It appears to me that there is a problem in connection with 750s, in
that if a memory bit gets munged in an area that is read-only (e.g.
part of the kernel code) then the ECC corrects the error in the data
sent to the cpu, so the system keeps running OK; but nothing ever
writes the corrected data back into memory.  I have this mcr0: soft
ecc situation every now and then, and the trouble invariably lasts
until a reboot, and then invariably goes away.  (By invariably lasts
I mean invariably if it is down in the low end of memory where kernel
code lives.)  Apparently on other models the memory controller itself
writes the corrected data back to memory.
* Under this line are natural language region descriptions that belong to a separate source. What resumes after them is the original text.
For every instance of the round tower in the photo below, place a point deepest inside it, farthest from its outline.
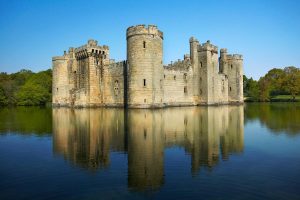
(145, 67)
(60, 83)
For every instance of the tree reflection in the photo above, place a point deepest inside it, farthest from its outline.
(85, 137)
(279, 117)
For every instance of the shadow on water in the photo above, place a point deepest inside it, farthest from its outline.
(85, 137)
(26, 120)
(278, 117)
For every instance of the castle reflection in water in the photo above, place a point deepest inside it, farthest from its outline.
(86, 137)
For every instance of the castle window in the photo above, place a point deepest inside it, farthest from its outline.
(185, 77)
(145, 134)
(116, 87)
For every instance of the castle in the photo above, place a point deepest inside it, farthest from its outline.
(87, 77)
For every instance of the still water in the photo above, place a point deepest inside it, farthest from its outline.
(225, 152)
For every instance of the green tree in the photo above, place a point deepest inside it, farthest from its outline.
(291, 82)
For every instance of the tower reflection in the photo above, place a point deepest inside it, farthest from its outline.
(85, 138)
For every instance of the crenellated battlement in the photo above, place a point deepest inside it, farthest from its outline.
(235, 56)
(91, 49)
(114, 64)
(86, 77)
(143, 30)
(179, 65)
(207, 46)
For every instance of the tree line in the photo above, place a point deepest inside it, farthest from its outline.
(27, 88)
(276, 82)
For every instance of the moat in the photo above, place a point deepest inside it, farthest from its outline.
(249, 151)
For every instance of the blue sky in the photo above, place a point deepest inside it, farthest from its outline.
(265, 32)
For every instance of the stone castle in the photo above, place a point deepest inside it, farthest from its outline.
(87, 77)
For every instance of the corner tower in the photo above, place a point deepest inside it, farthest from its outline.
(145, 66)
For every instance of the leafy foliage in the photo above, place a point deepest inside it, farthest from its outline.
(275, 82)
(25, 88)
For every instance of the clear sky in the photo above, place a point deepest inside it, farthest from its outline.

I've been intending to play with some code in machdep.c to fix this;
tho a hard part of playing with it is that you have to wait for a
soft ecc error to occur.  What I think should be done on a soft ECC
error is to hang on to the address, read the word at that address into
a variable, then write the variable back to memory at that address, which
will store the corrected value in memory.  So I believe the problem
is really a matter of cheapness in the memory controller hardware
and failure to account for this in the software that handles soft
ecc error reports.

Will appreciate hearing from anybody who can confirm or deny my
analysis, and especially for anybody who has written code to fix it.
haynes@ucscc.ucsc.edu
haynes@ucscc.bitnet
..ucbvax!ucscc!haynes